Following these genotypic and phenotypic checks we wanted to confirm that the mutants would be immunogenic at the mucosal surface. There is no animal model of infection for human-adapted strains of ETEC, such as E1392/75-2A. The same is true for other human-adapted pathogens, such as S. enterica serovar Typhi. However, immunization of mice via the intranasal route has been used to evaluate the immunogenicity of these bacteria (31). The three candidate ETEC vaccine strains were therefore evaluated in a mouse intranasal vaccination model. This demonstrated that the mutants were all equally immunogenic at the lung mucosal surface, inducing anti-CFA/II serum IgG and IgA responses and sIgA in the lungs. These immune responses to CFA/II were correlated with the level of CFA/II expression by the vaccine strain. They were improved by growth of the inoculum (PTL002) on CFA agar which has been formulated to optimize fimbrial expression. The same growth media were therefore selected to prepare the inocula for the human volunteer study.

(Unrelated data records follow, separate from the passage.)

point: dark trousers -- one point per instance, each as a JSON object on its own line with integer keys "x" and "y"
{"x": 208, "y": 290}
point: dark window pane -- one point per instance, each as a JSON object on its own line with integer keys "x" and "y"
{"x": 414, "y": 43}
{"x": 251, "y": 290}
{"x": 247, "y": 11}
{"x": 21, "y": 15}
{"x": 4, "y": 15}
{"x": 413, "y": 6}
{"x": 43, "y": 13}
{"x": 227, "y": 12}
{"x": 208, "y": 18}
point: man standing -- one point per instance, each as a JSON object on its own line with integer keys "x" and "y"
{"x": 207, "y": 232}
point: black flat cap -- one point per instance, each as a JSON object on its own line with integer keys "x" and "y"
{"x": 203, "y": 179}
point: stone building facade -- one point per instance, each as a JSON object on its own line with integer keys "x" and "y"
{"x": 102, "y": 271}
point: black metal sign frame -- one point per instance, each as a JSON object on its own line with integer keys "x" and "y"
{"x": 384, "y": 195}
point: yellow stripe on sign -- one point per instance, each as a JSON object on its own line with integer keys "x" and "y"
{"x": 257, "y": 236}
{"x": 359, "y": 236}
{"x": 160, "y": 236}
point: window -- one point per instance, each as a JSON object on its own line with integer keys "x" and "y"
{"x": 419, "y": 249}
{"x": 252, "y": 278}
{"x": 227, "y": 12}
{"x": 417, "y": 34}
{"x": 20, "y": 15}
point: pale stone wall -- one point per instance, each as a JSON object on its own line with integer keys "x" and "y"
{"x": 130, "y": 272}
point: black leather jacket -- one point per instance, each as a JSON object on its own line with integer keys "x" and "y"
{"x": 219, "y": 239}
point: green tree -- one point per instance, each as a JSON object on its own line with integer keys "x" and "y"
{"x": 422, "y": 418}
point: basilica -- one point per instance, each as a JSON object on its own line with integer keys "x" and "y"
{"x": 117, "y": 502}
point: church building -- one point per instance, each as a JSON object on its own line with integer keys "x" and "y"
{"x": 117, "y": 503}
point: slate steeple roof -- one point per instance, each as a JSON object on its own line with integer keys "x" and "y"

Mutant strains PTL002 (ΔaroC ΔompR) and PTL003 (ΔaroC ΔompC ΔompF) were selected for evaluation in human volunteers, since it was hypothesized that aro and omp mutations were probably more likely to attenuate survival of ETEC in the alimentary tract. The results from our first phase I clinical study with human volunteers confirmed that PTL002 (aroC ompR) and PTL003 (aroC ompC ompF) are well tolerated in humans given a single oral dose of up to 5 × 10⁹ CFU. Some mild side effects were noted, but, in the absence of a placebo group, it is not possible to attribute these to the ingestion of vaccine organisms. Indeed, in many similar phase I and II studies these mild side effects were seen to be a result of the ingestion of bicarbonate solution (33). Since evidence indicates that anti-CFA immune responses are important for protection against ETEC (8, 32, 37, 39, 40), secretion of CFA/II-specific IgA from PBMCs isolated from these volunteers was measured. This indicated that significant immune responses were generated in all of the volunteers immunized with the highest dose (5 × 10⁹ CFU) of both PTL002 and PTL003. This assay correlates well with the mucosal antibody response in the intestinal tract (D. Sack, unpublished data) and is readily performed with samples obtained by a minimally invasive method suitable for such pilot studies.

The preliminary clinical data presented here demonstrate that a vaccine based on live attenuated strains of ETEC may prove to be both safe and effective. Additional clinical evaluation of strains PTL002 and PTL003 is under way to determine the ability of these candidate vaccine strains to protect against a challenge by wild-type ETEC. If the results of these studies are positive, then the same mutations will be incorporated into additional strains to create a final multistrain vaccine able to confer protection against a wide range of ETEC strains expressing different CFAs.